In this and the following chapter, I introduce the topic of data wrangling, i.e., the process of getting data from its raw input into a form that is amenable for analysis. This is often considered to be the most time consuming part of a data science project, taking as much as 80% of the effort (Dasu and Johnson 2003). Even though the focus in this book is on analysis and not on data manipulation per se, I provide a quick overview of the functionality contained in GeoDa to assist with these operations. Increasingly, data wrangling has evolved into a field of its own, with a growing number of operations turning into automatic procedures embedded into software (Rattenbury et al. 2017). A detailed discussion of this topic is beyond the scope of the book.

The coverage in this chapter is aimed at novices who are not very familiar with spatial data manipulations. Most of the features illustrated can be readily accomplished by means of dedicated GIS software or by exploiting the spatial data functionality available in the R and Python worlds. Readers knowledgeable in such operations may want to just skim the materials in order to become familiar with the way they are implemented in GeoDa. Alternatively, these operations can be performed outside GeoDa, with the end result loaded as a spatial data layer.

In the current chapter, I focus on essential input operations and data manipulations contained in the Table functionality. In the next chapter, I consider a range of basic GIS operations pertaining to spatial data wrangling.

To illustrate these features, I will use a data set with point locations of car jackings in Chicago in 2020. The Chicago Carjackings data layer is available from the Sample Data tab in the GeoDa file dialog (Figure 2.2).

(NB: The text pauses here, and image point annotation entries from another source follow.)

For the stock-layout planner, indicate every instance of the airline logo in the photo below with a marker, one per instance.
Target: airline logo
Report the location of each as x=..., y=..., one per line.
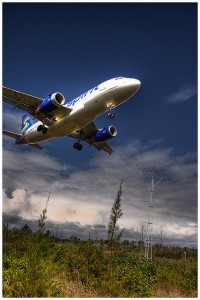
x=82, y=96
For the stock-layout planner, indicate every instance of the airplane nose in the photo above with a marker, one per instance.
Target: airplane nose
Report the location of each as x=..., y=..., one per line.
x=136, y=83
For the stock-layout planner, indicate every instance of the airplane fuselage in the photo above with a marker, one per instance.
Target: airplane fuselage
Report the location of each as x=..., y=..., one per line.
x=86, y=108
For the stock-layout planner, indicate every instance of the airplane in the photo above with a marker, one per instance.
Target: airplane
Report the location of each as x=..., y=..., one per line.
x=74, y=119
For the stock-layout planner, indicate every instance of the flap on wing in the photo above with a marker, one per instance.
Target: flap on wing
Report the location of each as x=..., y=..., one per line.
x=86, y=134
x=36, y=146
x=21, y=97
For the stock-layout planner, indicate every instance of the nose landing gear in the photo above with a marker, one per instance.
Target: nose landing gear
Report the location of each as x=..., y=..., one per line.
x=110, y=114
x=78, y=145
x=42, y=128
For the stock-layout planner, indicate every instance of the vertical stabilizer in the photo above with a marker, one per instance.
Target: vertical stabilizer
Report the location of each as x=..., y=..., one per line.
x=26, y=123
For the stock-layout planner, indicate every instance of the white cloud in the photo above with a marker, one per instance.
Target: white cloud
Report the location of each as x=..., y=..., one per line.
x=186, y=92
x=86, y=196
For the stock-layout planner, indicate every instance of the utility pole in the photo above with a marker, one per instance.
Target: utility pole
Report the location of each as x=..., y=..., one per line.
x=153, y=185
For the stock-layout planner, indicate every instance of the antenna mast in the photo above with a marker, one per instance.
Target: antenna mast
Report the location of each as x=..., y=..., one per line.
x=153, y=184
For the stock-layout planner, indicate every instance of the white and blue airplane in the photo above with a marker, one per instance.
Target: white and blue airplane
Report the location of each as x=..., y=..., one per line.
x=74, y=119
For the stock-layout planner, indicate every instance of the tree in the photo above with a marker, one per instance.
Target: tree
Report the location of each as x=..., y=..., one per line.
x=114, y=233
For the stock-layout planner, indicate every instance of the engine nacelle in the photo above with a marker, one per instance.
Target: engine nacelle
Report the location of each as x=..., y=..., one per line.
x=51, y=103
x=104, y=134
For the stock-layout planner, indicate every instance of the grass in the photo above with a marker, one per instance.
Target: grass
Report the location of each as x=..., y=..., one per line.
x=37, y=265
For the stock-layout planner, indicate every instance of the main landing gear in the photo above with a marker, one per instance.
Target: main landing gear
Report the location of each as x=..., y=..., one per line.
x=78, y=145
x=42, y=128
x=110, y=114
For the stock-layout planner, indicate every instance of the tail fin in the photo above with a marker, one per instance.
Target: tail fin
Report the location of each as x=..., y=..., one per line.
x=26, y=123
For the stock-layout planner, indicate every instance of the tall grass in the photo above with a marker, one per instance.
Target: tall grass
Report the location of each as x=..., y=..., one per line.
x=37, y=265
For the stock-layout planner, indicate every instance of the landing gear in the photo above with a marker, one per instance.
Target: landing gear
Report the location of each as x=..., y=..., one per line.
x=110, y=114
x=78, y=146
x=42, y=128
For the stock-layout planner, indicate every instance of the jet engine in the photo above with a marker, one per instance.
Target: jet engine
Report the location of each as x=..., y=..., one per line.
x=51, y=103
x=104, y=134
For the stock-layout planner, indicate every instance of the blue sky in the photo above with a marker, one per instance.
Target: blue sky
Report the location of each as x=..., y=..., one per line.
x=73, y=47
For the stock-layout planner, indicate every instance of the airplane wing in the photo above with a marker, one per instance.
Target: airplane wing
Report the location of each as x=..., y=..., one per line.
x=86, y=135
x=16, y=136
x=30, y=103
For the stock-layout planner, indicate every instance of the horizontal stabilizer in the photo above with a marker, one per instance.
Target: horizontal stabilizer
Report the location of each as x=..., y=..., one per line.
x=11, y=134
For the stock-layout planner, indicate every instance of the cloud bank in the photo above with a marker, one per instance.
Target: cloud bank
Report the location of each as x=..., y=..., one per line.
x=82, y=198
x=185, y=93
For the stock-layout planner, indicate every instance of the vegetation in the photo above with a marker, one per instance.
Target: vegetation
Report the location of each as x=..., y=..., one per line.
x=44, y=266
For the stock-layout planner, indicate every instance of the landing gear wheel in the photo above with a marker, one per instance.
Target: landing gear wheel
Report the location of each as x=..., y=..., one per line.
x=111, y=115
x=44, y=130
x=40, y=127
x=75, y=145
x=80, y=147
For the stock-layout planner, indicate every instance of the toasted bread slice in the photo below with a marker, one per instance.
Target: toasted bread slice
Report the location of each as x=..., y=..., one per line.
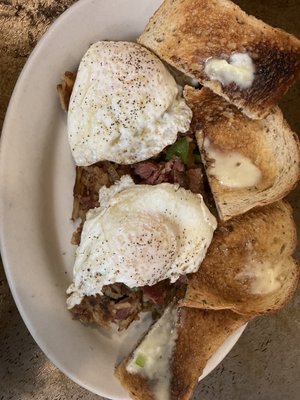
x=248, y=163
x=187, y=33
x=249, y=267
x=199, y=334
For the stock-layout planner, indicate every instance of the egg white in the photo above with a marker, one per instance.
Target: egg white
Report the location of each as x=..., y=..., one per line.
x=140, y=235
x=125, y=106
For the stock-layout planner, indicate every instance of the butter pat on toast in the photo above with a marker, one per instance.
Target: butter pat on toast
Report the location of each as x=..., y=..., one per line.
x=239, y=57
x=249, y=163
x=249, y=267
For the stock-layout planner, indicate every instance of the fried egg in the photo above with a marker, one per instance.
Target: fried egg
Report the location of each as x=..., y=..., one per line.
x=125, y=106
x=140, y=235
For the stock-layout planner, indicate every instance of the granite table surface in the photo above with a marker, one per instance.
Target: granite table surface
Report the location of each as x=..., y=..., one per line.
x=264, y=364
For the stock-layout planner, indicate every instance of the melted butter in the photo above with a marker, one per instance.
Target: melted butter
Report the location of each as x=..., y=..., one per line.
x=156, y=351
x=239, y=70
x=231, y=169
x=265, y=277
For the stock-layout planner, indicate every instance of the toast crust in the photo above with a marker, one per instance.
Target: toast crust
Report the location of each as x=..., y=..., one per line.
x=199, y=334
x=269, y=144
x=185, y=33
x=260, y=237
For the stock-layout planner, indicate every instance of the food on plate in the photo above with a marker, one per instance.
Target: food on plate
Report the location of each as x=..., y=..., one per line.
x=139, y=236
x=239, y=57
x=188, y=337
x=125, y=105
x=155, y=163
x=249, y=267
x=249, y=163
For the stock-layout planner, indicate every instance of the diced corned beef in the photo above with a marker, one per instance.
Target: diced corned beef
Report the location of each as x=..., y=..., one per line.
x=152, y=173
x=195, y=180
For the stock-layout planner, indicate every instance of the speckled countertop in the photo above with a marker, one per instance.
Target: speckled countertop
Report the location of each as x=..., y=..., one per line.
x=265, y=363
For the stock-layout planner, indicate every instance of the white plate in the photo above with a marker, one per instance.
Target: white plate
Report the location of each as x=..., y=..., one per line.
x=36, y=181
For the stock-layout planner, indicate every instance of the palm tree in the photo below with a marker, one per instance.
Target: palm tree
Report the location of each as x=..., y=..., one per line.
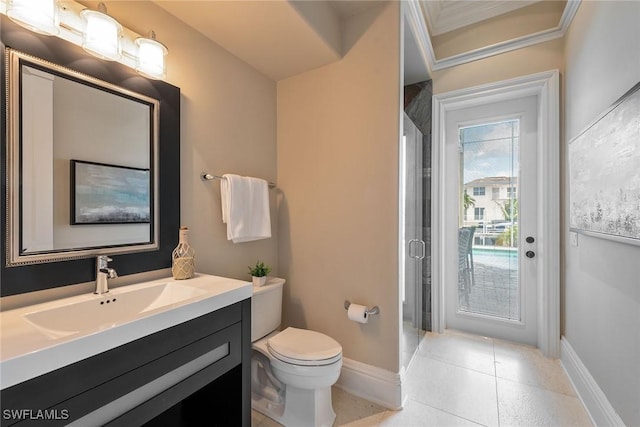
x=510, y=210
x=468, y=201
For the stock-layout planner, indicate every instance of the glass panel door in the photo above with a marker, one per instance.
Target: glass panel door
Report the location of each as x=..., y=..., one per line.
x=488, y=234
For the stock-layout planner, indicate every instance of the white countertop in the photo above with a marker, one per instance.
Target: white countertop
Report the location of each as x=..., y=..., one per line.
x=26, y=352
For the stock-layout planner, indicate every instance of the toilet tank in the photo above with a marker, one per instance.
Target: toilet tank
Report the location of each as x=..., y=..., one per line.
x=266, y=308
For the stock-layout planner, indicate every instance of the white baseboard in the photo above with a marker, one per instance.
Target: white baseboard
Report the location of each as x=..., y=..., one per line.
x=592, y=397
x=372, y=383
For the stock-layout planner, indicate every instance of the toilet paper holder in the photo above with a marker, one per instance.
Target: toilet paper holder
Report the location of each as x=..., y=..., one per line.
x=374, y=310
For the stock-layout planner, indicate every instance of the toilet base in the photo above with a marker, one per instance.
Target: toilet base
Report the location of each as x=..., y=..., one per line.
x=302, y=408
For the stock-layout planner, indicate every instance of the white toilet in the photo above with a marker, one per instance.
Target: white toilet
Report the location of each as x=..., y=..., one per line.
x=291, y=371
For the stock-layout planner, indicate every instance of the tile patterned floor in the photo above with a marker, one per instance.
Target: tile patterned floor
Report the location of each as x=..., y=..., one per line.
x=457, y=379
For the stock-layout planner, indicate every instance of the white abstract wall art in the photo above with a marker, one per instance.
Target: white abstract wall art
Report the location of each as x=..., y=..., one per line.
x=604, y=173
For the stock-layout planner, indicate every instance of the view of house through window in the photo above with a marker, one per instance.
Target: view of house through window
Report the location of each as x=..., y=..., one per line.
x=488, y=235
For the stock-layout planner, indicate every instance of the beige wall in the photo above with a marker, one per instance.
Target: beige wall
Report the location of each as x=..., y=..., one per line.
x=228, y=125
x=338, y=133
x=530, y=60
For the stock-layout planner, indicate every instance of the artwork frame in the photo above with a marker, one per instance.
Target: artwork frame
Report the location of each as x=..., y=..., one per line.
x=604, y=173
x=105, y=194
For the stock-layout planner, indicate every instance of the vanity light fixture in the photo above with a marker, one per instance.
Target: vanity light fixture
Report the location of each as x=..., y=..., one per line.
x=40, y=16
x=102, y=33
x=151, y=57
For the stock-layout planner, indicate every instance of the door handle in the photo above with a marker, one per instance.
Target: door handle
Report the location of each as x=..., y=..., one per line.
x=423, y=246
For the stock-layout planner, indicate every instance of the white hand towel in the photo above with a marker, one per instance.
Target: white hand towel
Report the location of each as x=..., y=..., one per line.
x=245, y=208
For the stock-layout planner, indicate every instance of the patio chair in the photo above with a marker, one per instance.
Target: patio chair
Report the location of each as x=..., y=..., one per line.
x=469, y=255
x=464, y=273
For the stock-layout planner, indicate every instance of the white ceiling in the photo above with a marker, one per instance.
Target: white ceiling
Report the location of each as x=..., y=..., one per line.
x=282, y=38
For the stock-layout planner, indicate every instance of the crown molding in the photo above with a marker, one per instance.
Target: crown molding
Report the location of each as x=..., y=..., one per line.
x=418, y=26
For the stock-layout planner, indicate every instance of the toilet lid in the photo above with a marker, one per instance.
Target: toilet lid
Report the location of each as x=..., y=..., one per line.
x=304, y=347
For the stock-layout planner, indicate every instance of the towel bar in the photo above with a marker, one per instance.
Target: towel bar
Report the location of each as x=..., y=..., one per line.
x=208, y=177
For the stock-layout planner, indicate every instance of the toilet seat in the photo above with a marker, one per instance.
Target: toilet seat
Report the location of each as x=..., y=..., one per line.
x=304, y=347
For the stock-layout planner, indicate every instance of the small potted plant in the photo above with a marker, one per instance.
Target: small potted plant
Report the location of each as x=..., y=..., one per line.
x=259, y=273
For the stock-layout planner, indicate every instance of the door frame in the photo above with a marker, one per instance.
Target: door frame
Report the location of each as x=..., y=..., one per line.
x=546, y=86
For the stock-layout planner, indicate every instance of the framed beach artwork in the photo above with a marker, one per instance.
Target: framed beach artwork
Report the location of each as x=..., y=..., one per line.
x=109, y=194
x=604, y=173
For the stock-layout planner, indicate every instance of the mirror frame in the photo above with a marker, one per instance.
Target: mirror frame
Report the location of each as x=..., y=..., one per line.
x=17, y=279
x=15, y=61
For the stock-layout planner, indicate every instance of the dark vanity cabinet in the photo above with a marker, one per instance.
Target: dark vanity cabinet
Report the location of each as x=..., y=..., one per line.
x=215, y=346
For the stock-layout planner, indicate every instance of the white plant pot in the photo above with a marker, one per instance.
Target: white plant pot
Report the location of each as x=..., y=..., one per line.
x=259, y=281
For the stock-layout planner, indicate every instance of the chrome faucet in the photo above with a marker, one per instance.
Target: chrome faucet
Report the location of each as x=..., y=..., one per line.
x=103, y=272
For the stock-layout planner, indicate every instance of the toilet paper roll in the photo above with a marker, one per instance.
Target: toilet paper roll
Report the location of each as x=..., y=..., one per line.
x=358, y=313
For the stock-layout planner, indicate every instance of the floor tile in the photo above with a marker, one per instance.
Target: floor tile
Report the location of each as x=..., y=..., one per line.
x=527, y=365
x=466, y=351
x=416, y=414
x=463, y=392
x=524, y=405
x=354, y=411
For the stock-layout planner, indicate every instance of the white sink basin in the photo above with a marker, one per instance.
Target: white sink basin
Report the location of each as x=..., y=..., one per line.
x=110, y=309
x=43, y=337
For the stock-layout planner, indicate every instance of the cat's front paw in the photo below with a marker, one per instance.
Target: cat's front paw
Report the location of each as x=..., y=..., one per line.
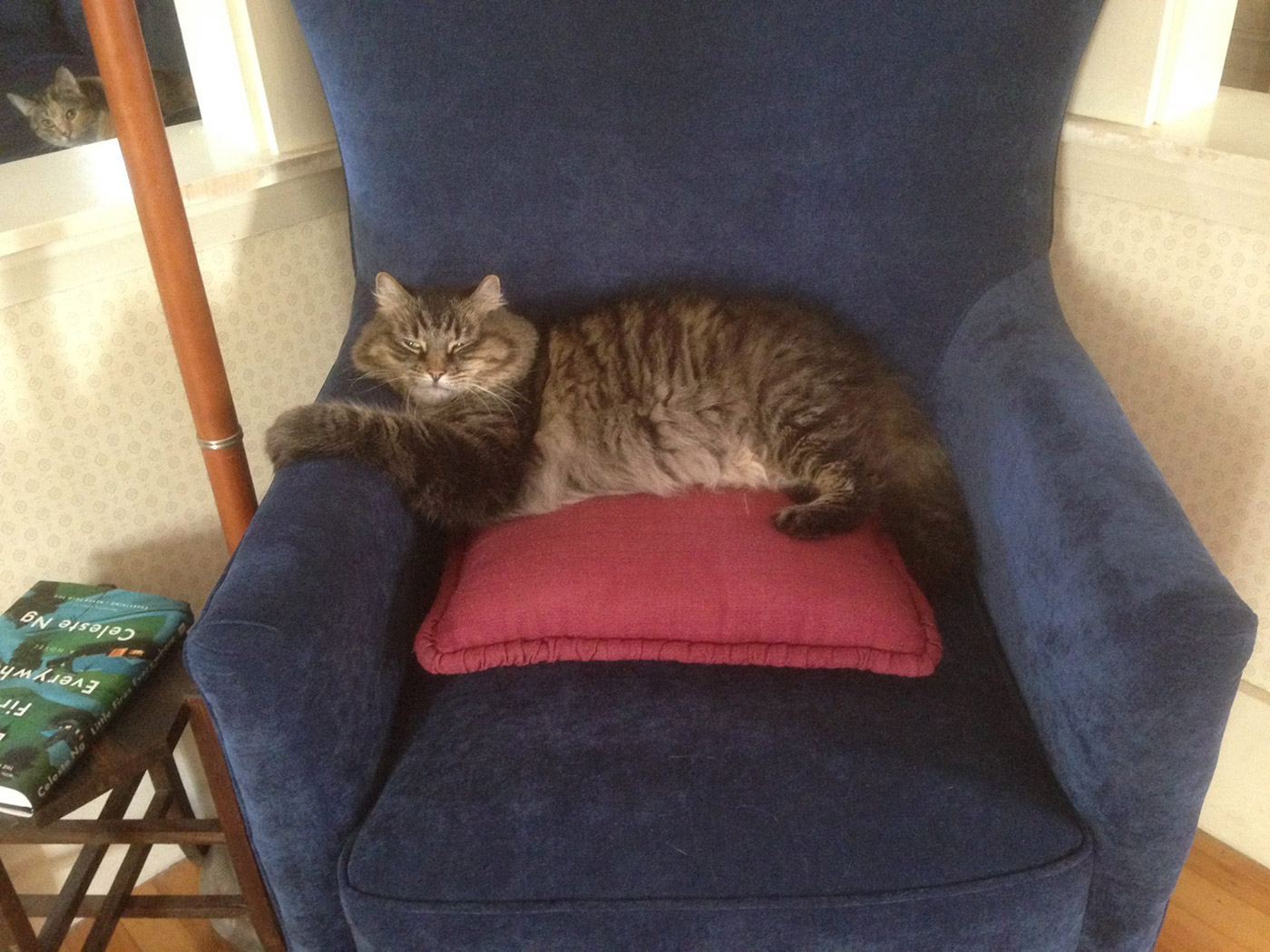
x=305, y=433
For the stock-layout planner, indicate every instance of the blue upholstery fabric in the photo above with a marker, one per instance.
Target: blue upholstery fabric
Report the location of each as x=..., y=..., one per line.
x=1126, y=638
x=894, y=162
x=542, y=796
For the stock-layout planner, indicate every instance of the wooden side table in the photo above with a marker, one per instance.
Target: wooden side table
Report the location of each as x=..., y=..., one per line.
x=139, y=742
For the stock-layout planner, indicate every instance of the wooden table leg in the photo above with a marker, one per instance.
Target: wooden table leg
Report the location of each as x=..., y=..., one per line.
x=258, y=904
x=15, y=922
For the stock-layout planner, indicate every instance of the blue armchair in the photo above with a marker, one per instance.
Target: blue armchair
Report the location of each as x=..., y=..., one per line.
x=894, y=162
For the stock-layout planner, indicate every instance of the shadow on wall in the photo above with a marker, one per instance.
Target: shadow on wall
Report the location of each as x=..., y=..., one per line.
x=181, y=567
x=1187, y=402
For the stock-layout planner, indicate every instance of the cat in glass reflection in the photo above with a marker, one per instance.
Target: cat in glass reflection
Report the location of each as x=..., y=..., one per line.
x=72, y=111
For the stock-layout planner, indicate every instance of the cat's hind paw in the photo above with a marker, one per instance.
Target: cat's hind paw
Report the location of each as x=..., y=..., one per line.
x=819, y=518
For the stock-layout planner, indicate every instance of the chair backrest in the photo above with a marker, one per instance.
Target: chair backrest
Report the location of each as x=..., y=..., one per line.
x=889, y=160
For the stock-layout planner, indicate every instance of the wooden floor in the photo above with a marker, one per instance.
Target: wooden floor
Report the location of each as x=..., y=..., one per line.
x=1222, y=904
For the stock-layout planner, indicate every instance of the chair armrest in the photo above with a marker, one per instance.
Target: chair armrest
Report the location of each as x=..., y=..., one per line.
x=301, y=654
x=1124, y=637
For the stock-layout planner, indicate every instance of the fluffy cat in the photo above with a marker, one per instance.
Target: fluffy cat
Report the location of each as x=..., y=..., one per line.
x=73, y=111
x=648, y=395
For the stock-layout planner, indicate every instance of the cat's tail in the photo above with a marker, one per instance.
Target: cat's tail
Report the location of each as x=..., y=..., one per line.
x=921, y=503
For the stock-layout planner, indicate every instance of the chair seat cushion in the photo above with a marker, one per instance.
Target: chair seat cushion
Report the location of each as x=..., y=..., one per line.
x=701, y=577
x=667, y=806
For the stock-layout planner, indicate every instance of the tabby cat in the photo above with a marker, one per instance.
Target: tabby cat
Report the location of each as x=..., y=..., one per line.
x=73, y=111
x=648, y=395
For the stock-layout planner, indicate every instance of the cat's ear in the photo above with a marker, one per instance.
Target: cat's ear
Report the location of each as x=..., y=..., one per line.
x=390, y=295
x=488, y=295
x=65, y=82
x=24, y=105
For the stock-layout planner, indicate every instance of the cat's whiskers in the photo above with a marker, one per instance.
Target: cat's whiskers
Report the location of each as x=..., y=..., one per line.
x=480, y=390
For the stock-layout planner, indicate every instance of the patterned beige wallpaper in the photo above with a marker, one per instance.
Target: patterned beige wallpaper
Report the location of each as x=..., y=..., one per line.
x=1175, y=311
x=101, y=479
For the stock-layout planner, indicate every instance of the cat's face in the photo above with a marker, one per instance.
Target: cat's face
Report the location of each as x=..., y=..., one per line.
x=434, y=345
x=61, y=114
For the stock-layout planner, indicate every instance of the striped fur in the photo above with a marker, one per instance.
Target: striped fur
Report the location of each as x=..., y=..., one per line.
x=645, y=395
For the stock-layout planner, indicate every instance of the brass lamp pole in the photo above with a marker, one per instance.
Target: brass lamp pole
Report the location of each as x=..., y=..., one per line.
x=121, y=56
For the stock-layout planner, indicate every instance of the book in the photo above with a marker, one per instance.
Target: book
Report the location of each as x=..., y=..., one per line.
x=70, y=656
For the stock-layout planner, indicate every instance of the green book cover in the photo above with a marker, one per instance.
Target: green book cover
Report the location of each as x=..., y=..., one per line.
x=69, y=656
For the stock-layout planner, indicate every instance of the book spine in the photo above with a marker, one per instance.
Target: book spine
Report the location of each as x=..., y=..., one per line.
x=103, y=719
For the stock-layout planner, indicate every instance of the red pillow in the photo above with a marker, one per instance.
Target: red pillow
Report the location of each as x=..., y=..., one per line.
x=701, y=577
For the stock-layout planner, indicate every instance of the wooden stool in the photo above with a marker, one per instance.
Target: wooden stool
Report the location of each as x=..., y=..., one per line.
x=139, y=742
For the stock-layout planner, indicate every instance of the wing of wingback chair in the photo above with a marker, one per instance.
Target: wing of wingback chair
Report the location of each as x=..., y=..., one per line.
x=894, y=162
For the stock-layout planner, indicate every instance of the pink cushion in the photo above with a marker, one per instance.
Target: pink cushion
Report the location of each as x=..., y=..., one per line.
x=698, y=578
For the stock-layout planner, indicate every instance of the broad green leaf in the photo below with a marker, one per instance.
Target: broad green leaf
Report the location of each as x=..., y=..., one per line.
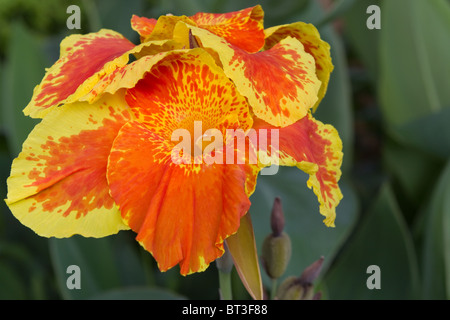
x=116, y=15
x=414, y=51
x=23, y=70
x=138, y=293
x=412, y=170
x=430, y=133
x=12, y=286
x=242, y=247
x=383, y=240
x=435, y=226
x=310, y=238
x=363, y=40
x=94, y=257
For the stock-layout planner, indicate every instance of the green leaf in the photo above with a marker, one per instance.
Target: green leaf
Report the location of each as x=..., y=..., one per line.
x=138, y=293
x=310, y=238
x=435, y=226
x=414, y=51
x=94, y=257
x=429, y=133
x=23, y=70
x=382, y=239
x=11, y=283
x=412, y=170
x=363, y=40
x=242, y=247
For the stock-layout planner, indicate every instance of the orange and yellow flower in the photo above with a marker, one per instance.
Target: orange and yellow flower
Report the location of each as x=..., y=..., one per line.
x=101, y=159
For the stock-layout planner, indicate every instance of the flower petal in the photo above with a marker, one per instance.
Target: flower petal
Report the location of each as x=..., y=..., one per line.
x=142, y=25
x=308, y=35
x=243, y=28
x=58, y=183
x=128, y=75
x=164, y=27
x=182, y=213
x=280, y=83
x=83, y=59
x=186, y=87
x=316, y=149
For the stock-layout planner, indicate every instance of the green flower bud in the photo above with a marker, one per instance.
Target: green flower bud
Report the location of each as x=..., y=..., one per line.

In addition, in order to replicate the detailed steps used in the illustrations, three original input files are needed as well. These are available from the GeoDaCenter sample data site. They include a simple outline of the community areas, Chicago_community_areas.shp, as well as comma delimited (csv) text files with the socio-economic characteristics (Chicago_CCA_Profiles.csv), and the coordinates of the car jackings (Chicago_2020_carjackings.csv). The sample data site also contains the detailed listing of the variable names.